# What could the fourth quantum number of a 2s^2 electron be?

Mar 12, 2016

$- \frac{1}{2}$

#### Explanation:

As you know, a total of four quantum numbers are used to describe the positions and the spin of an electron in an atom.

In your case, you must decide which possible values can be assigned to the fourth quantum number of an electron that resides in a $2 {s}^{2}$ orbital.

The principal quantum number describes the energy level, or shell, on which the electron resides. In this case, the electron is located on the second energy level, so $n = 2$.

The angular momentum quantum number, $l$, describes the subshell in which the electron is located. For an s-orbital, the angular momentum quantum number is equal to $l = 0$.

The magnetic quantum number, ${m}_{l}$, tells you the specific orbital in which you can find the electron. For an s-orbital, the magnetic quantum number can only take the value $0$, since it depends on the value of $l$

${m}_{l} = - l , - \left(l - 1\right) , \ldots , - 1 , 0 , 1 , \ldots , \left(l - 1\right) , l$

Finally, the spin quantum number, ${m}_{s}$, can only take two possible values, $\pm \frac{1}{2}$.

Now, the s-orbital can hold a maximum of two electrons. The first electron will have ${m}_{s} = + \frac{1}{2}$ and the second electron would have ${m}_{s} = - \frac{1}{2}$.

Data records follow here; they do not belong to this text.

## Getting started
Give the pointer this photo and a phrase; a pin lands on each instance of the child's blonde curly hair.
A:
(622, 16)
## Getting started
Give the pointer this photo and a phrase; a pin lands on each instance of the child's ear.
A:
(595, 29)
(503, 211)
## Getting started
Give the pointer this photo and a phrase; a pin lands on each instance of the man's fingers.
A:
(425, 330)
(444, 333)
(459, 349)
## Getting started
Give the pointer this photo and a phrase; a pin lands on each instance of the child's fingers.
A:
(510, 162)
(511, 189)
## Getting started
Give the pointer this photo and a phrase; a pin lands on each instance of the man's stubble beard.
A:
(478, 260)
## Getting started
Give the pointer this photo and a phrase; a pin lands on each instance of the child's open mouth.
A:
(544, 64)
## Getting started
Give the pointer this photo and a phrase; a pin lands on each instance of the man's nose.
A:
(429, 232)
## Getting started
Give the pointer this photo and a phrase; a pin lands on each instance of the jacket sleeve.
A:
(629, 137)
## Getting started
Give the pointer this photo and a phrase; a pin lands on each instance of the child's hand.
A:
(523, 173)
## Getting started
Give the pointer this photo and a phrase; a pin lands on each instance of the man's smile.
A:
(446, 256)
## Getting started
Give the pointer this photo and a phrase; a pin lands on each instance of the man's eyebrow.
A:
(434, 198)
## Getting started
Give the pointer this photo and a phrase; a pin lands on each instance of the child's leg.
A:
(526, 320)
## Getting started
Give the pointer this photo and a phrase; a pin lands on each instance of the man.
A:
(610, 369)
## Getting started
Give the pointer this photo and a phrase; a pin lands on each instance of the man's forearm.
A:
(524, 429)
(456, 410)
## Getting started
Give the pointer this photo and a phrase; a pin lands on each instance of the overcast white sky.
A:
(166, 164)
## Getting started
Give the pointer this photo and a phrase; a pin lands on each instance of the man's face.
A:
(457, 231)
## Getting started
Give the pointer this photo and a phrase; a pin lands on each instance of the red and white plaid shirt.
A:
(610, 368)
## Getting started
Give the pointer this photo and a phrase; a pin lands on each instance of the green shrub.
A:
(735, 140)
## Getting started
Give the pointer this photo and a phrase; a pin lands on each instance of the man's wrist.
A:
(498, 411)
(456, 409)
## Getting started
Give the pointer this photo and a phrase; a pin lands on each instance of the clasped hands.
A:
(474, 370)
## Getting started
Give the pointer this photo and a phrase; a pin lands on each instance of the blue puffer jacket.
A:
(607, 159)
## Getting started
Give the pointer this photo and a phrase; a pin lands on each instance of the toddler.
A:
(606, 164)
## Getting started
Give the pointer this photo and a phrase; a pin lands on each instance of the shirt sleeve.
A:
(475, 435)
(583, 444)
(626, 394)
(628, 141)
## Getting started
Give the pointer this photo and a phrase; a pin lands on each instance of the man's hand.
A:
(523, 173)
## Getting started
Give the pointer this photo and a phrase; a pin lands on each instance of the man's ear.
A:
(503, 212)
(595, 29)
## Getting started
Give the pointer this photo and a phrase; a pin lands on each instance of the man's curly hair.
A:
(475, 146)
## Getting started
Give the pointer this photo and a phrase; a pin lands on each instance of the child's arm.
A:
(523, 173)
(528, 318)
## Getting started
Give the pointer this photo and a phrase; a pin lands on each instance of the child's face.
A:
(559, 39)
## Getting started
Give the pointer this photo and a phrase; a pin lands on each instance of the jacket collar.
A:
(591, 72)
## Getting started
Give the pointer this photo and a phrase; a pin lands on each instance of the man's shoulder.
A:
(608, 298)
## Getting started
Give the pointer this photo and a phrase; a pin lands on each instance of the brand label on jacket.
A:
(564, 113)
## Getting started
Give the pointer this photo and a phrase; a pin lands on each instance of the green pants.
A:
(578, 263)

The first electron to occupy the 2s-orbital would be represented using the notation $2 {s}^{1}$, while the second electron would be represented using the notation $2 {s}^{2}$.

This means that the fourth quantum number for a $2 {s}^{2}$ electron is

${m}_{s} = - \frac{1}{2} \to$ spin-down

This implies that the 2s-orbital already contains an electron that has

${m}_{s} = + \frac{1}{2} \to$ spin-up

You can put all this together to find the quantum number set that describes the $2 {s}^{2}$ electron

$n = 2 , l = 0 , {m}_{l} = 0 , {m}_{s} = - \frac{1}{2}$